World Jewish News
Polish President Andrzej Duda speaks to the press in front of remains of the Berlin Wall, Nov. 9, 2019. (John Macdougall/AFP via Getty Images)
Polish Jewish community leader defends president’s decision to skip Holocaust memorial event
Artur Hofman, chairman of the Social and Cultural Association of Jews in Poland, defended the decision of President Andrzej Duda to skip a major Holocaust memorial event in Jerusalem.
“This is our president and our government. We unconditionally stand behind them. If Polish memory is under attack, we defend it.
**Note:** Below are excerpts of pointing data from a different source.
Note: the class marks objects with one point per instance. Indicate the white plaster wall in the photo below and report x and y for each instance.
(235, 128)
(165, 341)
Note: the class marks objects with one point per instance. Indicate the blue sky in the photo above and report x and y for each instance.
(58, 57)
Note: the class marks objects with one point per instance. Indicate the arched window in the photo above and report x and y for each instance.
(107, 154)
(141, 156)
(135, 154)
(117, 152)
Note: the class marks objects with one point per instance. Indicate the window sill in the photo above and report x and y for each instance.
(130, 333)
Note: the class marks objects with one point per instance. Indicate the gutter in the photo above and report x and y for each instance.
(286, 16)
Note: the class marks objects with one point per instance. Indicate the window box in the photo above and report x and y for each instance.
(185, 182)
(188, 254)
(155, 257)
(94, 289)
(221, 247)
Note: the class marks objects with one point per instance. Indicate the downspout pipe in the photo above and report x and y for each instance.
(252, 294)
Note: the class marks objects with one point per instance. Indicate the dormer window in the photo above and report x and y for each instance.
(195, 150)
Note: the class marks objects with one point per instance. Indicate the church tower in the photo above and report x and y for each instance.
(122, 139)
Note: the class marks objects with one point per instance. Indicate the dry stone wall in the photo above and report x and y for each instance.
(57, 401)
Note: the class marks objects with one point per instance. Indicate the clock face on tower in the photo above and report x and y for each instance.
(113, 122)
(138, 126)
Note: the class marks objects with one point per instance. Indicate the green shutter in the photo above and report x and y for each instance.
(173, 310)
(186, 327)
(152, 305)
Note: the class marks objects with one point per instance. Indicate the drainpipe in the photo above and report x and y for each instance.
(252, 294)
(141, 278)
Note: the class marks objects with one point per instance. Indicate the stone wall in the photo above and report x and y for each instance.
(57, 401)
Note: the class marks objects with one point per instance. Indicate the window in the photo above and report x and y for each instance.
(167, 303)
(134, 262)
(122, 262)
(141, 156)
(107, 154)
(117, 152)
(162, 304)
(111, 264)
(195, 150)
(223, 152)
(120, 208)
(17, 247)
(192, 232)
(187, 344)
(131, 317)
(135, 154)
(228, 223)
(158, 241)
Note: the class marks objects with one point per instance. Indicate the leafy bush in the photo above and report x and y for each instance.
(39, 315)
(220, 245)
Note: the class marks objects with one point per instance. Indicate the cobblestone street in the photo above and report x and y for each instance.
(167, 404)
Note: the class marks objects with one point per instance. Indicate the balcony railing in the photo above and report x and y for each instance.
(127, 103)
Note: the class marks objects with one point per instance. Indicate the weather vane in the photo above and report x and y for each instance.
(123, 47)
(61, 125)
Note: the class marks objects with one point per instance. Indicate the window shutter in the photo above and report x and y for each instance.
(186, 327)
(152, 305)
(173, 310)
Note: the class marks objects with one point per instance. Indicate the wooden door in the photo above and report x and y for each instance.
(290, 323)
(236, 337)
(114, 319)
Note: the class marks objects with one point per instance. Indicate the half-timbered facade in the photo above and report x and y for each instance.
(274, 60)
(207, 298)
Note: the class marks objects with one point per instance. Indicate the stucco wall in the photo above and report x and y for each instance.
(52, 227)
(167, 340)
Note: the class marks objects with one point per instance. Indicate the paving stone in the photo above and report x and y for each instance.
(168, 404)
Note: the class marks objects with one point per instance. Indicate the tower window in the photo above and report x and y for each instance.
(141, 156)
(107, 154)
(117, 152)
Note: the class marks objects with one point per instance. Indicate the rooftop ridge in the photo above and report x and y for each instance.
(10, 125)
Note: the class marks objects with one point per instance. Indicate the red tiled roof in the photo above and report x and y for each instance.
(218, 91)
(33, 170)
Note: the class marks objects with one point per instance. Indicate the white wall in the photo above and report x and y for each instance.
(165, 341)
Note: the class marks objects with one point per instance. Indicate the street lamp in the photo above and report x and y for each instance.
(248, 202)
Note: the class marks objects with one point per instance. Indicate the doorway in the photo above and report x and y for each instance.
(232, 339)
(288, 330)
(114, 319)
The world’s largest commemoration of the 75th anniversary of the liberation of the Auschwitz will take place in Poland,” Hofman said in an interview published Friday.
Duda announced last week that he would not participate in the 5th Holocaust Forum in Jerusalem, scheduled for Jan. 23. Duda wanted to give a speech there, but the organizers did not include him on the program. The Polish president will speak instead on Jan.27 at the Auschwitz Museum, during a ceremony marking the anniversary of the liberation of the camp.
Hofman’s comments came days after a speech Duda delivered to the Jewish community on Jan. 8, in which he spoke at length about his decision, noting that it was unacceptable that the leaders of Germany and Russia would be permitted to speak at the event but not Poland.
“How is it possible that the ones who speak are the presidents of Germany, Russia and France whose government back then sent people, Jews, to concentration camps, whereas the president of Poland is not allowed to speak, of Poland who never collaborated with Germans, whose underground state was fighting against Germans and tried to support Jews as resolutely as it could,” Duda said.
Rabbi Michael Schudrich, Poland’s chief rabbi, said opinions in the Jewish community about Duda’s decision were mixed.
“It’s not important if I agree or disagree,” Schudrich told the Jewish Telegraphic Agency. “What’s important is that I understand the reasons for this decision. It is certainly nothing to do with Poland’s relationship to Holocaust memory but rather to contemporary politics.”